A 14 anni leggeva articoli online su come avere successo nella musica. A 15 condivideva le sue canzoni su MySpace nella speranza di essere scoperto. A 17 veniva selezionato per suonare sul palco di BBC Introducing a Glastonbury: era il 2011 e quell’esperienza lo avrebbe portato a firmare un contratto discografico con la Mercury Records. Il suo album di debutto, dal titolo eponimo, uscito l’anno successivo, sarebbe stato candidato al Mercury Prize - tra i riconoscimenti più ambiti del music biz d’oltremanica - e avrebbe venduto quasi 1 milione di copie, diventando uno dei dischi di maggiore successo degli Anni Duemiladieci. Forse ci siamo dimenticati troppo in fretta dei traguardi raggiunti da Jake Bugg al suo esordio. L’enfant prodige più rock degli Anni Duemiladieci oggi ha 30 anni. Ha appena pubblicato il suo sesto album in studio, “A modern day distraction”. E non è più esattamente il “ragazzo più cool della Gran Bretagna”, come fu soprannominato all’epoca.
“A modern day distraction” segna il ritorno sulle scene del cantautore di Nottingham a distanza di tre anni dal precedente “Saturday night, Sunday morning”. Lì Jake Bugg aveva soddisfatto il pubblico in una veste più pop che in passato, lavorando - tra gli altri - con Steve Mac, uno degli uomini dietro al successo di Ed Sheeran: il disco esordì al terzo posto della classifica settimanale dei più venduti nel Regno Unito, ma la critica storse il naso di fronte alla svolta di Bugg. Stavolta il musicista è tornato a un’attitudine più rock’n’roll e a sonorità più grezze e spigolose: ad ascoltarlo, “A modern day distraction” suona come un antidoto al pop plasticoso di questi anni. “Ci sono stati momenti in cui mi sentivo come se stessi sbattendo la testa contro un muro di mattoni”, ha detto Bugg in una lunga intervista al Guardian, parlando delle scelte musicali, a volte incomprensibili, fatte in questi anni. Come quella volta che - era il 2016 - in “Ain’t no rhyme” provò pure a rappare: “Solo dopo l’uscita mi sono chiesto: ‘Ma perché l’ho fatto?’”.
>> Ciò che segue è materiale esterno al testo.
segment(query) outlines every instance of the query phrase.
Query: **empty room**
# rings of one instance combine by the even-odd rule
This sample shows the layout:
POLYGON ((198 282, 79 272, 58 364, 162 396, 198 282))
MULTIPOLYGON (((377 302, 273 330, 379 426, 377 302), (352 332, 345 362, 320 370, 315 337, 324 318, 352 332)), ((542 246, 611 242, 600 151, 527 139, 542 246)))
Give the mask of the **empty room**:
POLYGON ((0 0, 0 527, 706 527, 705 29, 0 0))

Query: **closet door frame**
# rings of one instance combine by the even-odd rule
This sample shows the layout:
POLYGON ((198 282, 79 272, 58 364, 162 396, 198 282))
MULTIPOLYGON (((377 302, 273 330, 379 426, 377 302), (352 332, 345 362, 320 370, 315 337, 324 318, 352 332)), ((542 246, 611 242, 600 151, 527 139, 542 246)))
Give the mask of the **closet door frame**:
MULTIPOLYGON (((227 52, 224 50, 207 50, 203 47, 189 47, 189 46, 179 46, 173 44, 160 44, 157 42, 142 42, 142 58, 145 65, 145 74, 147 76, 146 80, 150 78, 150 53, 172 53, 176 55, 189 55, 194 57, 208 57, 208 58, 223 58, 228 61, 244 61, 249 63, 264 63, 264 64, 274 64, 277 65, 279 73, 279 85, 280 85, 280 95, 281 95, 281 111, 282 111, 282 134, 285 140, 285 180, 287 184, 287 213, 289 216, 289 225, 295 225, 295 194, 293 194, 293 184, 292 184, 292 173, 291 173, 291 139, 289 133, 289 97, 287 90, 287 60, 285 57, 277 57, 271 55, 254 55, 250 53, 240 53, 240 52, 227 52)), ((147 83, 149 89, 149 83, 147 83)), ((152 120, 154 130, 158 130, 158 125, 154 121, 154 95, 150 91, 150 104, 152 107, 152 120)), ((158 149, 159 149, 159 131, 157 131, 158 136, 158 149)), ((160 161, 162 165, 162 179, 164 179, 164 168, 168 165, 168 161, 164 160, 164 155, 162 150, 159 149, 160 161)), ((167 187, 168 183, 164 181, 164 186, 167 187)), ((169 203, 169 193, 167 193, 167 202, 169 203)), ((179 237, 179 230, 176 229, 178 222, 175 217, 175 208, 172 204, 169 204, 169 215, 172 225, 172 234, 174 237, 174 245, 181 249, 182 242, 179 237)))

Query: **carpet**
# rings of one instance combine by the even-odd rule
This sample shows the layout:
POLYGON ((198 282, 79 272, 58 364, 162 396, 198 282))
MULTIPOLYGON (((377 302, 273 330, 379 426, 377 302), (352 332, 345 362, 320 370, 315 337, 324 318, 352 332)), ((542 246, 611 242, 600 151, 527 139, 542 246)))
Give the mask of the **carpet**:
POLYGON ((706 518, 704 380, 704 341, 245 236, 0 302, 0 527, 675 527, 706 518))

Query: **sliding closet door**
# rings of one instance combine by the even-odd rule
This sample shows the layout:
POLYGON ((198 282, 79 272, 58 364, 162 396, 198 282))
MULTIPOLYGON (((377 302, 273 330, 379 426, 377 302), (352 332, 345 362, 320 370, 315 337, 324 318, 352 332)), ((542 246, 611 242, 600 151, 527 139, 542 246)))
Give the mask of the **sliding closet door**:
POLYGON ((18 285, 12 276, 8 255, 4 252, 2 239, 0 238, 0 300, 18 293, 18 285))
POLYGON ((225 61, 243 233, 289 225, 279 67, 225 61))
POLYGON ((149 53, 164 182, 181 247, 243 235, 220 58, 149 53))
Jake Bugg rimane il più giovane artista maschile ad aver debuttato al primo posto nella classifica degli album più venduti nel Regno Unito: aveva appena 18 anni quando, preso sotto la loro ala protettiva da Iain Archer e Mike Crossey, i produttori che avevano contribuito al successo di band come gli Snow Patrol e gli Arctic Monkeys, conquistò il traguardo con l’album d’esordio. Nelle quattordici tracce che lo componevano, da “Trouble Town” a “Seen it all”, Bugg raccontava il suo sogno di fuggire da un mondo di droga, violenza e persino omicidi, offrendo quadretti particolarmente cupi della vita della classe operaia britannica “A volte è così che può essere crescere in quei posti”, dice lui, cresciuto nei sobborghi di Nottingham. “Non so come sarebbe potuta andare la mia vita se non fossi stato travolto dalla carriera da sogno. La musica mi ha dato una vita completamente nuova, migliore di quanto avrei mai potuto immaginare e sento una specie di responsabilità nel restituire tutto. Ecco perché non mi sono mai fermato, non mi sono mai preso una pausa: mi sembra sbagliato farlo”, aggiunge.
All’epoca il New York Times lo definì una sorta di Bob Dylan di nuova generazione: “Se vi piace Bob Dylan, provate Jake Bugg”. Il mito del bardo di Duluth torna anche in “A modern day distraction”, a distanza di dodici anni dal disco del 2012. Basti ascoltare pezzi come “I wrote the book” o “All that I needed was you”. Anche i testi guardano al cantautorato di quegli anni. Il singolo “Zombieland” descrive il circolo vizioso della povertà: protagonista un uomo “che lavora 24 ore su 24 per restare a galla”. Certe sue uscite contro colleghi come i Mumford & Sons (“Contadini eleganti con i banjo”) o gli One Direction (“Devono sapere di essere terribili”) rimangono celebri. Il fatto è che Bugg ha avuto sempre riferimenti diversi dai suoi coetanei, da Donovan a Don McLean, passando per lo stesso Dylan: “Odiavo ciò che passava alla radio. Penso di essere stato ossessionato dall'essere autentico... Ero un po' critico, ma mi faceva solo sembrare più uno stupido che altro”. Oggi è meno ruvido di allora. Ha trovato una sorta di equilibrio interiore: “Sono piuttosto orgoglioso del disco e vorrei che andasse bene. Ma se non dovesse andare bene, penso che potrei ancora dire a me stesso cho ho fatto un buon album e sento di aver trovato di nuovo la strada giusta”.